Non. Nous, on n’est pas sur le « peut » mais sur le « doit ». À partir du moment où on le met en « possibilité », on voit que cela n’entre pas de manière systématique.

Votre texte vise non les données à caractère personnel, mais toutes les « données ». Pourquoi ?

Absolument. Ce CyberScore n’a d’efficacité que s’il est d’un usage assez répandu. Pour cela, on est donc sur des définitions les plus étendues possible.

Y-a-t-il des précédents en Europe ou dans le Monde ?

Pas à ma connaissance, mais je dois vous avouer qu’on n’a pas fait un travail de bench marking pour savoir si cela existait ailleurs.
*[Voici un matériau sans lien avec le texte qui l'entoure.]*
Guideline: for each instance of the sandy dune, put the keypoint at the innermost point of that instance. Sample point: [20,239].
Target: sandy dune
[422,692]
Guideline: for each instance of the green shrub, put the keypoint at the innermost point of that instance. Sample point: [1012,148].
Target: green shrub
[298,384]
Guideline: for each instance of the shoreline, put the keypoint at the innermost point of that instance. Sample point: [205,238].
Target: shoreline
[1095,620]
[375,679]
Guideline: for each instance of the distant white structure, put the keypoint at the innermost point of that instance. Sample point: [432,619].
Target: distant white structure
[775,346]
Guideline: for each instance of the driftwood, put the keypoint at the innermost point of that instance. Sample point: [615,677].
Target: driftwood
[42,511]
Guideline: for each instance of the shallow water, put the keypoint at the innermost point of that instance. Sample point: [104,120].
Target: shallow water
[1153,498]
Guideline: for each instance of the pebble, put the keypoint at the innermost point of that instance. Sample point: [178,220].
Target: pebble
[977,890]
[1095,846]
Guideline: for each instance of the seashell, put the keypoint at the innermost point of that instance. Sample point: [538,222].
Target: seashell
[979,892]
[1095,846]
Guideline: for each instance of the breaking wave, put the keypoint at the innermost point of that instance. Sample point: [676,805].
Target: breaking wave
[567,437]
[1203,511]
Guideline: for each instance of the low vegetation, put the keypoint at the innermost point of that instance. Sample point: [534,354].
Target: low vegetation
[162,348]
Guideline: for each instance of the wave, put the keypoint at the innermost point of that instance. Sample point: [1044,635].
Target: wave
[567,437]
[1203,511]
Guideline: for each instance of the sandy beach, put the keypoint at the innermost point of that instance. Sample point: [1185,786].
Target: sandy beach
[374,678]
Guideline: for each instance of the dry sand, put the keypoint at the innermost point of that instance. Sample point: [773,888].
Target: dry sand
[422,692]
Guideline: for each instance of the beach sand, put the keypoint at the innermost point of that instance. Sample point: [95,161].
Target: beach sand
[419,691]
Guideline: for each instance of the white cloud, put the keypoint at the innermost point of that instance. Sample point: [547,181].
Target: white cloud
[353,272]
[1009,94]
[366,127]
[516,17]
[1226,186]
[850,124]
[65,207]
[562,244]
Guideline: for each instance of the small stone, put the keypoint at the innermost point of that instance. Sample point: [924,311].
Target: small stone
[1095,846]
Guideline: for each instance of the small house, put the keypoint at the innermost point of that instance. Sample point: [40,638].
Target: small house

Je n’en ai pas entendu parler dans les discussions qu’on a eues notamment avec l’ANSSI ou le gouvernement.

Envisagez-vous de notifier le texte à la Commission européenne ?

Bien sûr, cela sera au gouvernement de faire le lien. On a bien précisé que notre démarche n’était pas du tout contraire ou opposée à ce que pouvait faire l’Union européenne, qui a elle-même ses propres démarches. On sait que les processus de l’UE sont parfois un peu longs, puisque se mettre d’accord à 27 est plus compliqué que seul et donc qu’en attendant un accord, cela ne doit pas empêcher la France d’avancer.

Parfois le fait qu’un pays avance permet d’accélérer les processus européens. C’est aussi dans cet esprit-là que nous nous plaçons.